I think that HOT Mama has a serious team of nannies, stylists and personal assistants!  I think I'd adopt 10 transracial children too with those resources...  

Transracial adoption is a tough one for me.  As the biological mother of interracial children the popularity of transracial adoption seems to have opened the door to strangers asking me on a daily basis if my kids are mine.  It hurts, and though my kids are young, 6 and 2, I think it's going to have a lasting impression on them.  

How do adopted children feel when others constantly question their lineage? How do they come to know themselves?  I know what I deal with on a daily basis and I have the lineage right there intact within the family.  We hope that transracial adopted children are coming into better, loving homes,  so I am not questioning adoption, but asking how...

www.myonelovelife.com


Posted By: Abriel (July 5, 2008 at 12:59 AM)

I'm too old to have another baby and so we will be adopting our 2nd baby and have no problem with where the baby is from. I will keep my personal opinion about Karma to my self this time


Posted By: nightmaxx (August 1, 2008 at 4:44 PM)

You know, I have to agree with Rebecca Bean, XOXO, or whomever asked these questions in a recent post.  Honestly, I truly believe that Ms. Jolie has to be differently a Super Woman!  I don't care about her wanting 10 children, but I will check in with you after the twins are at least three.

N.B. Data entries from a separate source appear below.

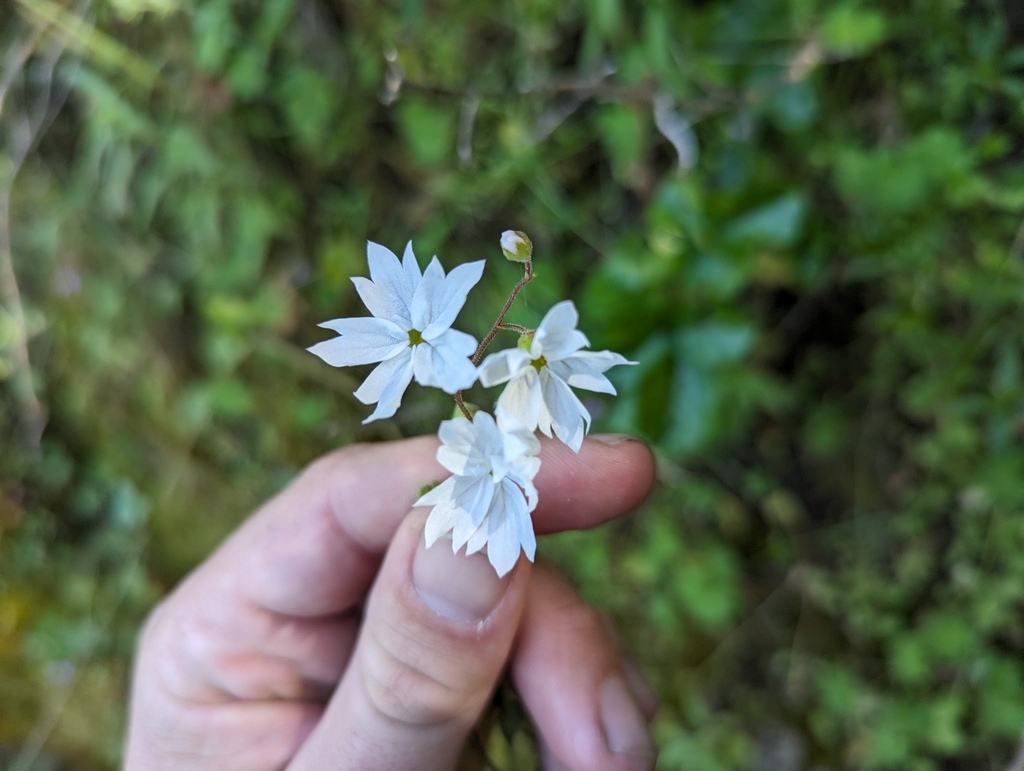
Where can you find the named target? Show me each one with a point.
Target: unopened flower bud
(470, 407)
(516, 246)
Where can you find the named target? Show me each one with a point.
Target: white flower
(539, 377)
(411, 334)
(488, 499)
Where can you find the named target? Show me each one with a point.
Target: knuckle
(411, 691)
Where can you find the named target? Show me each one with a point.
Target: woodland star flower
(540, 373)
(488, 499)
(411, 330)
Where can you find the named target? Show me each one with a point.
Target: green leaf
(849, 30)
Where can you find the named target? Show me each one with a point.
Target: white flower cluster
(487, 500)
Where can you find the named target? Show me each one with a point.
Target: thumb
(437, 632)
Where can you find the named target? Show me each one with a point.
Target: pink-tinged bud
(516, 246)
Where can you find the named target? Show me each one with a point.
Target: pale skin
(323, 634)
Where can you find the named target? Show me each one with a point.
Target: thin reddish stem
(528, 275)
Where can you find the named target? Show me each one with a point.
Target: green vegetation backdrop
(802, 217)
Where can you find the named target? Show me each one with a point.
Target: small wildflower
(410, 333)
(489, 497)
(540, 371)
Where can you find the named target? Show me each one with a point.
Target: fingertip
(610, 475)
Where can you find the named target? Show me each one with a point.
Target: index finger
(314, 549)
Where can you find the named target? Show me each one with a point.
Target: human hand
(324, 635)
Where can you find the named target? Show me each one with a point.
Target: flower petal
(562, 412)
(503, 366)
(523, 524)
(389, 275)
(557, 336)
(479, 502)
(411, 267)
(442, 367)
(361, 341)
(521, 399)
(444, 514)
(385, 385)
(383, 301)
(422, 304)
(504, 542)
(584, 370)
(448, 297)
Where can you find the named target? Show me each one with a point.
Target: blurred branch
(1018, 764)
(27, 127)
(73, 32)
(68, 675)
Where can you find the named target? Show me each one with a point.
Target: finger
(314, 549)
(572, 681)
(437, 632)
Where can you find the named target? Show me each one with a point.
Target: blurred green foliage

I don't have any hangups about nationality or race, because all of us in this country are mixed with something or another, so do what you have to do to adopt, but my only question is can't those poor children stay in place once in while?  Why do they have to go to different schools all over the country?  What kind of home life is that for young children anyway?  Everybody experiences jet-lag!  EVERYBODY. Both young and old.

Bench press 350 or take super multi-vitamins, and I'd suggest that those children take the same also.  All while they sit and watch their mom either say yes to fashion, or watch her order stuff, or look at the Image consultant and with tired eyes, say, "Just pick out what looks best for me, and call it a day.  These people, the Brad and Angelina group are amazing.  They travel everywhere and make the decision to take these children with them ,and they are the best mannered children I know.  I have only one son, now an adult and he did pretty good growing up but these children are in different parts of the world, among different speaking individuals, and I wonder just how easy it all can be?  All of them under the age of 6?  And super man Brad, I believe Jennifer you lost out in the end.  The man appears to be a great role model, a sincere,caring and compassionate person in the end.   I take my hat off to both of them for a miraculous job well done, albeit all of their nannies, helpers, personal assistants,etc.